I sympathise with the way you feel, but someone has to keep those sleazebags in check.

Anyway, that should be old news by now, I thought Simon & Schuster baked down? (SFWA was up in arms about it)

Jim Stewart said...

Yeah, the Rejecter said they renegotiated it with the Author's Guild. I think the new deal is if you don't at least make 1k a year in royalties you get the rights back.

Apparently 1k a year on a book is a more than most people get. Great.

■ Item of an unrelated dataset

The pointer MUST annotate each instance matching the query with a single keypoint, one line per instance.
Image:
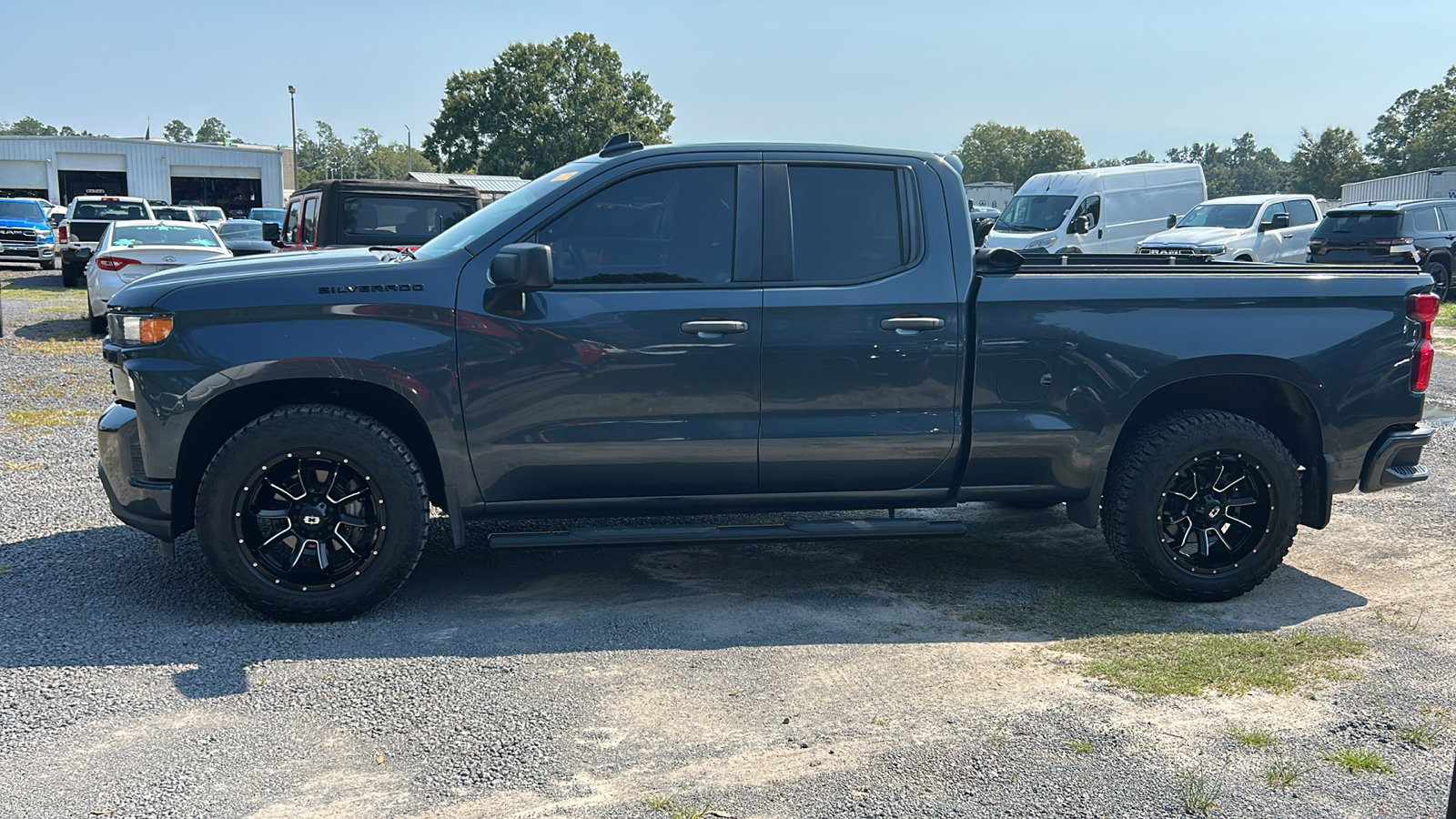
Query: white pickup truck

So unless I have 55 books earning royalties at once, I guess I can forget about quitting my day job.

ORION said...

Well I can tell you that this clause was not in my Putnam contract and if it was, my agent would have balked. There are other more important issues though that many authors do not consider (world rights for one).
This (as others have pointed out) is a reason you need an agent.
Re: the day job. It is a fact of life that even with 6 figures the length of time between payments , the tax bite and the promotional costs mean that it is either feast or famine and a bit of stress to ensure book 1 is successful and book 2 can meet expectations.
When I look at authors who can sustain a readership I see authors who steadily built a career over time.
Let's just say that I am still enrolled in my PhD program and am focused on keeping my life the same -- AND write.